There is no doubt that a slight increase in the parking rate could be justified; inflation takes its toll. However, since only a small portion of commuters park at the station, how are we going to extract a toll from the riders that walk or are dropped off at the station?
The village receives $12,000 a year from the coffee vendor in the Prairie Avenue train station. What next? Raise his rent and drive him out.
Leanne M. Digan
? Ed. note: “The Landmark View” published each week on the opinion page represents the newspaper’s editorial point of view. It is not a news article. It is specifically an opinion from the paper’s editorial board.
Rights of children need protection, too
As I was putting my last dish away, I couldn’t get rid of the thought that there was something awkwardly wrong with the article in the paper about the way that computers are being used at the Brookfield Library to view pornography (“Brookfield Library computers to get privacy screens,” News, Jan. 4). As most women, I do a lot of thinking while doing dishes during the holidays. I did quite a lot of thinking.
Computers are the best invention since the black-and-white TV, but there is always a dark side to what is the best information center we will ever have. I am all for the First Amendment rights.
That is certainly one of the strengths of our country, but it’s hard to believe that we must now provide privacy screens (six at $185 each), so that kooky people can sit back and relax in a nice environment adjacent to the children’s area and view pornography to their hearts’ content. Next thing we will be providing pop and pretzels. These computers and screens are all being used at our taxpayers’ expense.
As I understand, you cannot put protective filters on these computers because, if you restrict the word breast, for example, someone would not be able to look up breast cancer and read about their concerns. But what about looking up the words (breastcancer) combined or concerns of women. Maybe I am wrong or I just don’t get it.

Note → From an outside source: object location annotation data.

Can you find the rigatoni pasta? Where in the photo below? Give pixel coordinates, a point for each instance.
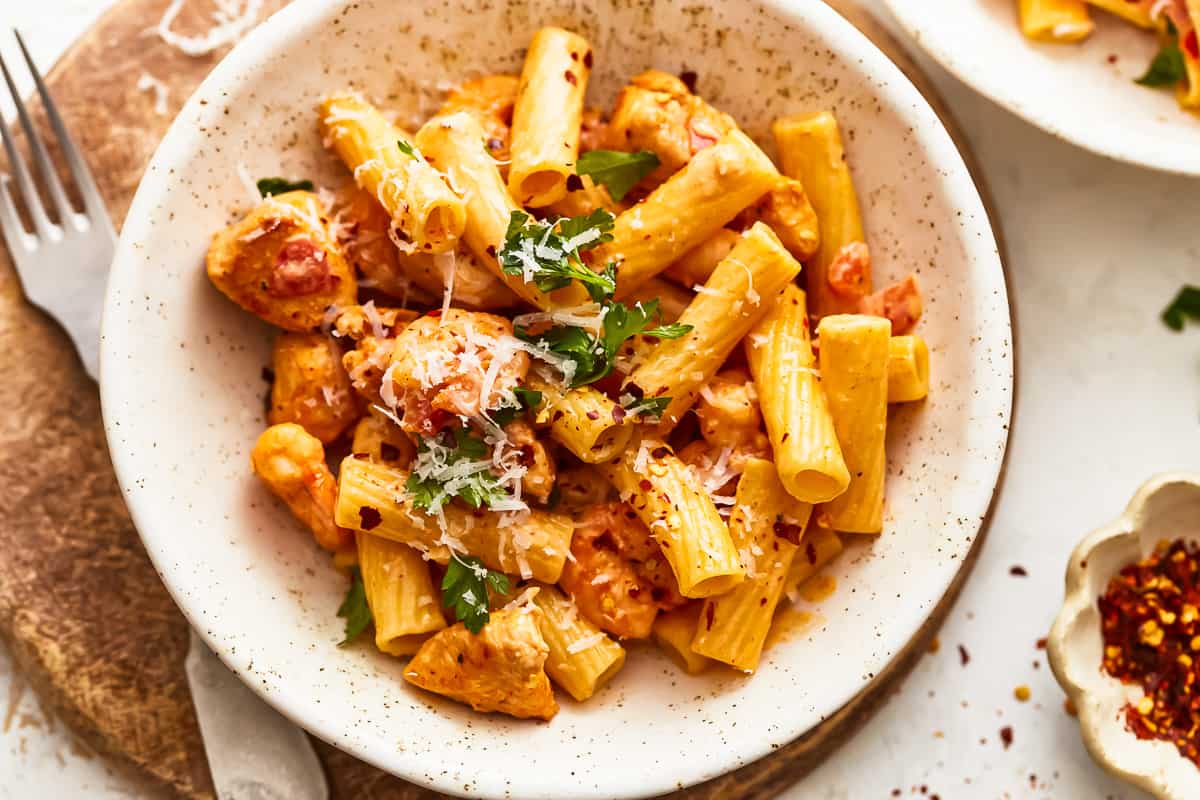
(855, 376)
(556, 446)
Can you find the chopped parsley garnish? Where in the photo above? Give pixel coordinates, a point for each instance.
(354, 608)
(269, 186)
(594, 355)
(547, 253)
(648, 407)
(619, 172)
(465, 589)
(1185, 306)
(411, 151)
(1168, 67)
(527, 400)
(432, 482)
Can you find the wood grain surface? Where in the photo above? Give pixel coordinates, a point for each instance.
(82, 609)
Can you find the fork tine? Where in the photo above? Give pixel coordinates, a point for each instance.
(93, 200)
(37, 148)
(24, 182)
(10, 223)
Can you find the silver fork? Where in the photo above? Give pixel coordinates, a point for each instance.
(63, 266)
(255, 753)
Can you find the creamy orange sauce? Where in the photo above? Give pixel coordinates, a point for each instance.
(817, 588)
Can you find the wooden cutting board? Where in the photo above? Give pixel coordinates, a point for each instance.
(88, 620)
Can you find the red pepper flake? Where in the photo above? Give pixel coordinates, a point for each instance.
(1150, 618)
(1006, 735)
(369, 518)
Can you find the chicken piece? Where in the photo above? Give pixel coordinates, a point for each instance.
(490, 100)
(366, 365)
(292, 462)
(282, 264)
(474, 284)
(657, 112)
(502, 668)
(730, 415)
(850, 271)
(787, 210)
(618, 578)
(311, 386)
(378, 438)
(363, 226)
(900, 302)
(360, 322)
(441, 365)
(539, 479)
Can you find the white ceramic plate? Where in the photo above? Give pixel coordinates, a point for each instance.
(1074, 91)
(184, 398)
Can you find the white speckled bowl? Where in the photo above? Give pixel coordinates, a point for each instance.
(1072, 91)
(184, 398)
(1165, 507)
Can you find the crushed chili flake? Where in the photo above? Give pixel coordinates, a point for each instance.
(1150, 618)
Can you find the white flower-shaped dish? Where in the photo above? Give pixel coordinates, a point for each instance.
(1167, 507)
(184, 398)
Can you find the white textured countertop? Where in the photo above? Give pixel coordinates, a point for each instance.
(1107, 397)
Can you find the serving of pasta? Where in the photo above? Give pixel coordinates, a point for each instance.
(552, 379)
(1177, 62)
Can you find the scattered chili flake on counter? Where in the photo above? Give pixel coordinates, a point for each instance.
(1150, 618)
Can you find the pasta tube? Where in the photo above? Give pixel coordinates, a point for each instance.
(810, 150)
(423, 208)
(793, 402)
(661, 489)
(907, 368)
(1057, 20)
(673, 632)
(739, 292)
(855, 374)
(689, 208)
(582, 657)
(582, 420)
(1137, 12)
(817, 548)
(400, 594)
(733, 626)
(455, 144)
(546, 119)
(371, 498)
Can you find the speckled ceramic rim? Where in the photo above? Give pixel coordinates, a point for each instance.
(997, 88)
(936, 144)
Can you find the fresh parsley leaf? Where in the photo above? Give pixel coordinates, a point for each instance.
(1168, 67)
(547, 253)
(594, 356)
(465, 589)
(269, 186)
(619, 172)
(647, 407)
(527, 400)
(477, 489)
(1185, 306)
(354, 608)
(411, 151)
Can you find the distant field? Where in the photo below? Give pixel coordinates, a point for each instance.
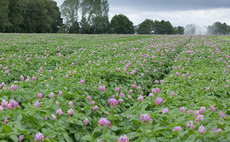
(83, 88)
(225, 37)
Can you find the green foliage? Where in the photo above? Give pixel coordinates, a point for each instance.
(179, 30)
(38, 16)
(146, 27)
(109, 61)
(218, 28)
(120, 24)
(163, 27)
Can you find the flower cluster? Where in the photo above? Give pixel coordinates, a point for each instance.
(70, 103)
(199, 117)
(104, 121)
(182, 109)
(177, 128)
(86, 121)
(158, 100)
(59, 112)
(212, 108)
(39, 137)
(202, 109)
(201, 129)
(165, 110)
(145, 117)
(123, 139)
(70, 112)
(101, 88)
(222, 115)
(112, 102)
(190, 124)
(13, 87)
(40, 95)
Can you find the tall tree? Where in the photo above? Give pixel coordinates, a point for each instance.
(179, 30)
(95, 12)
(4, 11)
(70, 9)
(146, 27)
(120, 24)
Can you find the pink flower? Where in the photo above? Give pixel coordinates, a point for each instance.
(37, 104)
(59, 112)
(212, 108)
(70, 112)
(95, 108)
(104, 121)
(40, 95)
(101, 88)
(177, 128)
(123, 139)
(60, 92)
(222, 115)
(158, 100)
(145, 117)
(70, 103)
(182, 109)
(177, 74)
(86, 121)
(112, 102)
(54, 117)
(196, 113)
(51, 95)
(92, 103)
(82, 82)
(190, 124)
(130, 91)
(165, 110)
(89, 98)
(201, 129)
(39, 137)
(202, 109)
(151, 95)
(20, 138)
(173, 94)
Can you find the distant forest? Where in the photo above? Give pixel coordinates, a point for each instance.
(44, 16)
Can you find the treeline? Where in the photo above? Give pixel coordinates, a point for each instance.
(158, 27)
(28, 16)
(44, 16)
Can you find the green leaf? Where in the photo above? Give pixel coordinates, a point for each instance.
(67, 137)
(14, 138)
(87, 138)
(19, 118)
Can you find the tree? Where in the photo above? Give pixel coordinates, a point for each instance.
(4, 11)
(75, 28)
(163, 27)
(95, 14)
(69, 10)
(120, 24)
(146, 27)
(218, 28)
(179, 30)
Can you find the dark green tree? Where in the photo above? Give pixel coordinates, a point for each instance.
(146, 27)
(163, 27)
(69, 10)
(85, 27)
(95, 12)
(218, 28)
(4, 19)
(120, 24)
(179, 30)
(75, 28)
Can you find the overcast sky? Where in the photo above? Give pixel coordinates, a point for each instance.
(178, 12)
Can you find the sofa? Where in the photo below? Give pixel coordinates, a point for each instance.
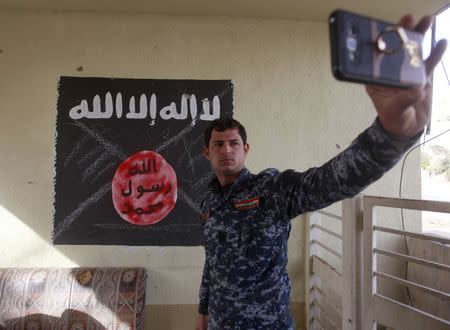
(72, 298)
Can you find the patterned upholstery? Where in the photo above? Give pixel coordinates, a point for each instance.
(72, 298)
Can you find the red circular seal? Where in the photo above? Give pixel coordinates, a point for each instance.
(144, 188)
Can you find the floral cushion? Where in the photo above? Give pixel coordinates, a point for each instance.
(72, 298)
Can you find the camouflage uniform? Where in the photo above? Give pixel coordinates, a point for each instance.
(245, 284)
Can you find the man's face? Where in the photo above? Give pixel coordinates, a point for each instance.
(226, 153)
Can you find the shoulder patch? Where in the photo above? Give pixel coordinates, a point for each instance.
(247, 204)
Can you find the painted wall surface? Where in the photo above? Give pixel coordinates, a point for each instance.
(297, 116)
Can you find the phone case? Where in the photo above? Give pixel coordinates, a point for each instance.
(371, 51)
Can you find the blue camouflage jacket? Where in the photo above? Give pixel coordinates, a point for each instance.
(245, 284)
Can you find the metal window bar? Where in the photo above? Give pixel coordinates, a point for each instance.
(377, 307)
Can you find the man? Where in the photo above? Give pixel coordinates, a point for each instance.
(246, 217)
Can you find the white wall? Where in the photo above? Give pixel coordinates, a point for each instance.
(297, 116)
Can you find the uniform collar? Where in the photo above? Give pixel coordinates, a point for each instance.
(243, 177)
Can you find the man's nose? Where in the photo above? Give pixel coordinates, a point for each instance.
(226, 148)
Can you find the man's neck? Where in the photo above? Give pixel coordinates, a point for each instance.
(226, 180)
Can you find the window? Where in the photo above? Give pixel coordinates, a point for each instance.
(435, 155)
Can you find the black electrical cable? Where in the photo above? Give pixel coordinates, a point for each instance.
(401, 210)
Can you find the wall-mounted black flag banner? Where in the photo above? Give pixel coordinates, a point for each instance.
(129, 167)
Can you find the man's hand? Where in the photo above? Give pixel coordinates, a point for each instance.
(202, 322)
(405, 112)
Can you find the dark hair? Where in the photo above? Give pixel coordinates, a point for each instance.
(222, 124)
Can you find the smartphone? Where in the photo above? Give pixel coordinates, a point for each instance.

A couple of weeks ago, there was a program on TV; I think that it was “Dateline” or something like that. It was about how pedophiles, sex offenders use the Internet to entice young children to meet with them, first in public places and then the worst, lewd and immoral acts that could happen to a child happens. Nineteen offenders were arrested in a few days.
I was sorry to read that the incident at the library did happen before. I wonder how many times some nut sat at the computer and never got noticed? Are the employees watching?
The State Police of Illinois reports 14 sex offenders registered in Brookfield. I understand people sign in to use the computer, but they are purged at the end of the day. Why? Can’t a list be kept in case there is a pattern? As I read, the outlets for the computers are in the floor, so the computers can’t be moved. I suggest that the children’s area be moved away from them?”far away!
Everyone has rights but we have the right to protect our children and provide a safe environment for them. Now until things are resolved, I will have to go into the library with my grandchildren. It just goes back to that uncomfortable feeling I had when I was doing the dishes.
? Ed. note: The adult services computers at the Brookfield Public Library are not located adjacent to children’s services. They are, however, located adjacent to the copy machine and near the DVD section used by families and children.